ÖMRÜ MADDİ VE MANEVİ IZDIRAPLA GEÇTİ


     İyi ki de kaçıyordu ve kaçabiliyordu. Halbuki 80’ine dayandığı bu yıllarda tam da dinginliğe ihtiyacı vardı. Ömrü maddi manevi istiaplarla geçmişti zira. Yüzündeki kırışıklıkların her biri yılların verdiği yorgunluğun izini üzerinde taşıyordu. Kronik hastalıkları, sürekli doktor gözetimi altında bulunmasını gerektiriyordu.

     Günde üç öğün avuç avuç kullandığı ilaçlar zaten bunun ispatıydı. Ama heyhat!

     Ne yapmıştı bu 80 yaşındaki kadın?

     Neydi suçu ki bir eşkıya gibi takip ediliyordu devletin güvenlik kuvvetleri tarafından?
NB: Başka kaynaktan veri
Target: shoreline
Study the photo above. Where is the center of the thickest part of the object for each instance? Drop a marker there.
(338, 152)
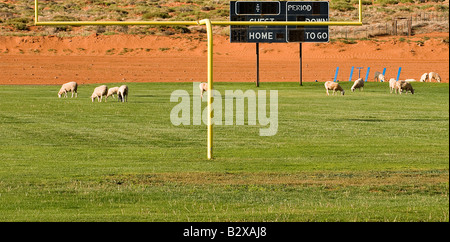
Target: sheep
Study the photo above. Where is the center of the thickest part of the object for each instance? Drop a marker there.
(359, 83)
(393, 85)
(68, 87)
(380, 77)
(424, 77)
(112, 91)
(329, 85)
(99, 92)
(404, 86)
(376, 76)
(122, 93)
(203, 88)
(434, 75)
     Polisi, jandarması, istihbaratı, savcısı, hakimi neden el ele vermişti?
Devleti mi yıkacaktı?   

     Topluma mı bir zarar vermişti? Birisini mi öldürmüştü? Kamu malından mı çalmıştı? Hırsızlık mı yapmıştı? Rüşvet mi almıştı?
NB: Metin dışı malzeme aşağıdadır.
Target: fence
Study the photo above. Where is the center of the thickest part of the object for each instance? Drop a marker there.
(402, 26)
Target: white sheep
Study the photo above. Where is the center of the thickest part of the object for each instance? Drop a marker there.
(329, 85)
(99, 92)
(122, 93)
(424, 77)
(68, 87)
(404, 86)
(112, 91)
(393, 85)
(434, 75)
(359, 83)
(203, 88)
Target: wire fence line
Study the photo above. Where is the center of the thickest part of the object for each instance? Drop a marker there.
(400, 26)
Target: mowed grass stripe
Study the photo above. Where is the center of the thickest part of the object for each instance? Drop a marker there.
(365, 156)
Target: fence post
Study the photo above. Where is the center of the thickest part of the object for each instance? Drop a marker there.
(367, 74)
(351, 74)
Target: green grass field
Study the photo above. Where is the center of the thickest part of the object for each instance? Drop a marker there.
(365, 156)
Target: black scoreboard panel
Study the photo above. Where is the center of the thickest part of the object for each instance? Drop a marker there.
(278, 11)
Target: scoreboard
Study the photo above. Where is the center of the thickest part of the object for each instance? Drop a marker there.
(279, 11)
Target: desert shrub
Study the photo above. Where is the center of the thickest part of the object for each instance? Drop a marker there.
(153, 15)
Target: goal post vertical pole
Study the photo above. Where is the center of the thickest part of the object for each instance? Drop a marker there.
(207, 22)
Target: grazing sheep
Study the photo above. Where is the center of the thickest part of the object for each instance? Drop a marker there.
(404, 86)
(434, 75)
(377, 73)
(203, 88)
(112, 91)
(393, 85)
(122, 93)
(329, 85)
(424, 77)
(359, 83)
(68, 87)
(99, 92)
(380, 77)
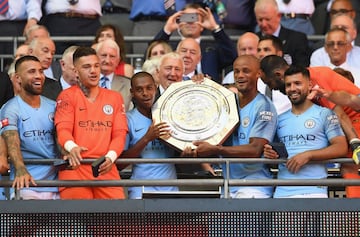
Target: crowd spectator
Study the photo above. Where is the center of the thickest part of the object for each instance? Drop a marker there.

     Görevini kötüye mi kullanmış ve onu devlet, millet aleyhine olacak şekilde suistimal mi etmişti? Uyuşturucu mu satmıştı? Kaçakçılık mı yapmıştı? Gerçekten ne yapmıştı da böylesi amansız bir takibin muhatabı olmuştu?

     Bunları yapsaydı böyle takip edilir miydi?

     Tabii ki hayır. Bunların hiç birini yapmamıştı. Yapsaydı böyle takibe maruz kalmazdı.

 

RABBİM ALLAH DEDİĞİ İÇİN

 

     Aksine O, ömrünü Allah’ın rızasını kazanma istikametinde geçirmişti. Kur’an’ın çizdiği sınırlar onun kırmızı çizgisiydi. Peygamber sünneti hayatının olmazsa olmazıydı. Alnı secdeden kalkmayan, dilinden duası dur olmayan bir insandı. “Rabbim Allah” diyor ve başka bir şey demiyordu. Ama bütün bunlara rağmen kendisinin bile bilmediği, anlatıldığında anlamadığı ve anlam veremediği çok büyük bir suçu vardı. Bu suç, onu katil olmaktan, hırsızlık yapmaktan, rüşvet almaktan, uyuşturucu satmaktan, kaçakçılığa bulaşmaktan çok daha kötü bir yere taşıyordu ve böyle takip edilmeyi hak ediyordu.

 

ERDOĞAN REJİMİ VE PAYDAŞLARI, GÜLEN’İ SEÇTİ

 

     Onun suçu Erdoğan ve paydaşlarının otoriter rejimi oturtmak için kurban olarak seçtikleri Gülen Cemaati’nin fikri önderi Fethullah Gülen’in ablası olmaktı. Bundan daha büyük bir suç olur muydu?

     Bugünleri kitap sayfaları arasından okuyup öğrenecek gelecek nesillere armağan olsun şu sözlerim; Erdoğan Türkiye’si Firavun’un Hz. Musa kavmine yaptığı gibi “Rabbim Al- lah” diyen insanların öldürüldüğü, hapishanelere konulduğu, işkencelere maruz bırakıldığı ve saymakla bitiremeyeceğimiz vahşiliklerin yapıldığı, daha da kötüsü bu kötülüklerin sıra- danlaştığı bir Türkiye’ydi. Nur Hayat Seven Hanımefendi son nefesine kadar bunu yaşadı, umarım sizler böylesi bir ülkede yaşamazsınız.